Creating Application Alerts

Overview

There are 2 types of monitoring:

  1. Infrastructure monitoring (comes default with OpenShift installation)
  2. Workload monitoring (deployed by Stakater to monitor application workloads)

Monitoring Diagram

Infrastructure Monitoring

  1. Prometheus
  2. Grafana
  3. Alertmanager

Workload Monitoring

  1. Prometheus
  2. Grafana
  3. Alertmanager

Creating Application Alerts to Monitor Application workloads

In order to define Prometheus rules to monitor applications on the basis of exposed metrics. You need 3 things:

  1. Metrics Exposed by Application endpoints
  2. Metrics endpoints are scraped via ServiceMonitor by Prometheus
  3. Defining PrometheusRule CustomResource

Metrics Exposed by the Application

Prometheus metrics can be exposed on any endpoint from the application (usually /metrics)

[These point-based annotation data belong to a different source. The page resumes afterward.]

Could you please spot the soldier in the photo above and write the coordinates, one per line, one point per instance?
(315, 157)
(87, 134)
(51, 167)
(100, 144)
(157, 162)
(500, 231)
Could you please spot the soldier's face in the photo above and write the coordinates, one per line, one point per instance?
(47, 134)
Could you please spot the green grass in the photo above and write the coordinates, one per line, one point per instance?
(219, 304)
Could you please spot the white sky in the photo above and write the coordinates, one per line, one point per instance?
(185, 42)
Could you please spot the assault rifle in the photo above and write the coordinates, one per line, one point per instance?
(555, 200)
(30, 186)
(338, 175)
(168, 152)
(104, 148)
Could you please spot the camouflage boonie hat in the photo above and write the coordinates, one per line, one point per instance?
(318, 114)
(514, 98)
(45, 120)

Metrics endpoints are scraped via ServiceMonitor by Prometheus

The Prometheus Operator includes a Custom Resource Definition that allows the definition of the ServiceMonitor. The ServiceMonitor is used to define an application you wish to scrape metrics from, the controller will action the ServiceMonitors we define and automatically build the required Prometheus configuration.

Example ServiceMonitor:

apiVersion: monitoring.coreos.com/v1
kind: ServiceMonitor
metadata:
  name: example-svc-monitor
  namespace: example-namespace
spec:
  endpoints:
  - interval: 30s
    path: /metrics
    port: metrics
  selector:
    matchLabels:
      app: example-svc-label

Defining PrometheusRule CustomResource

PrometheusRule CustomResource will define rules to generate an alert if the metrics values go below/up a certain value (depends on the use case).

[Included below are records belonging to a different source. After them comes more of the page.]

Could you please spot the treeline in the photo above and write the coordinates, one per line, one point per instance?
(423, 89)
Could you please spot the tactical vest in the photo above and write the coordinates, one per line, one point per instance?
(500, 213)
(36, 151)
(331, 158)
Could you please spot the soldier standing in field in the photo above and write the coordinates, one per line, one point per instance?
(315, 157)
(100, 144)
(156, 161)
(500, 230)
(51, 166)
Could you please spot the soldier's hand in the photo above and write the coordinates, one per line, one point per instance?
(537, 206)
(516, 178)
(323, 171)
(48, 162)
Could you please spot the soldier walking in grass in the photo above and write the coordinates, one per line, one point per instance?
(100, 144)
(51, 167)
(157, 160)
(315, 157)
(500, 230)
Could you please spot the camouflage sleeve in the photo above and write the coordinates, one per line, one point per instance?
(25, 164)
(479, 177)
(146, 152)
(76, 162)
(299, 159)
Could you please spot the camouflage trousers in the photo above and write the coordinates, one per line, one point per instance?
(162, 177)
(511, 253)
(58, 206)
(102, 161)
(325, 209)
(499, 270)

The Template for the File is as follows:

apiVersion: monitoring.coreos.com/v1
kind: PrometheusRule
metadata:
  labels:
    prometheus: stakater-workload-monitoring
    role: alert-rules
  name: <NAME_OF_PROMETHEUSRULE>
  namespace: stakater-workload-monitoring
spec:
  groups:
  - name: <GROUP_NAME> 
    rules:
    - alert: <ALERT_NAME>
      annotations:
        message: >-
          <MESSAGE_TO_BE_DISPLAYED>
      expr: | 
          <EXPRESSION_TO_BE_EVALUATED_FOR_ALERT>
      labels:
        severity: <SEVERITY>
        namespace: < NAME_OF_NAMESPACE >

Following Example shows Alerts for PersistentVolumes on the metrics scraped from Kubelets

apiVersion: monitoring.coreos.com/v1
kind: PrometheusRule
metadata:
 labels:
   prometheus: stakater-workload-monitoring
   role: alert-rules
 name: prometheus-workload-rules
 namespace: stakater-workload-monitoring
spec:
 groups:
   - name: kubernetes-storage
     rules:
       - alert: KubePersistentVolumeUsageCritical
         annotations:
           message: >-
             The PersistentVolume claimed by {{ $labels.persistentvolumeclaim
             }} in Namespace {{ $labels.namespace }} is only {{ $value |
             humanizePercentage }} free.
         expr: >-
           kubelet_volume_stats_available_bytes{namespace!~"(openshift-.*|kube-.*|default|logging)",job="kubelet"}
             /
           kubelet_volume_stats_capacity_bytes{namespace!~"(openshift-.*|kube-.*|default|logging)",job="kubelet"}
             < 0.03
         for: 1m
         labels:
           severity: critical
       - alert: KubePersistentVolumeFullInFourDays
         annotations:
           message: >-
             Based on recent sampling, the PersistentVolume claimed by {{
             $labels.persistentvolumeclaim }} in Namespace {{ $labels.namespace
             }} is expected to fill up within four days. Currently {{ $value |
             humanizePercentage }} is available.
         expr: >-
           (
             kubelet_volume_stats_available_bytes{namespace!~"(openshift-.*|kube-.*|default|logging)",job="kubelet"}
               /
             kubelet_volume_stats_capacity_bytes{namespace!~"(openshift-.*|kube-.*|default|logging)",job="kubelet"}
           ) < 0.15
 
           and
 
           predict_linear(kubelet_volume_stats_available_bytes{namespace!~"(openshift-.*|kube-.*|default|logging)",job="kubelet"}[6h],
           4 * 24 * 3600) < 0
         for: 1h
         labels:
           severity: critical
       - alert: KubePersistentVolumeErrors
         annotations:
           message: >-
             The persistent volume {{ $labels.persistentvolume }} has status {{
             $labels.phase }}.
         expr: >-
          kube_persistentvolume_status_phase{phase=~"Failed|Pending",namespace!~"(openshift-.*|kube-.*|default|logging)",job="kube-state-metrics"}
           > 0
         for: 5m
         labels:
           severity: critical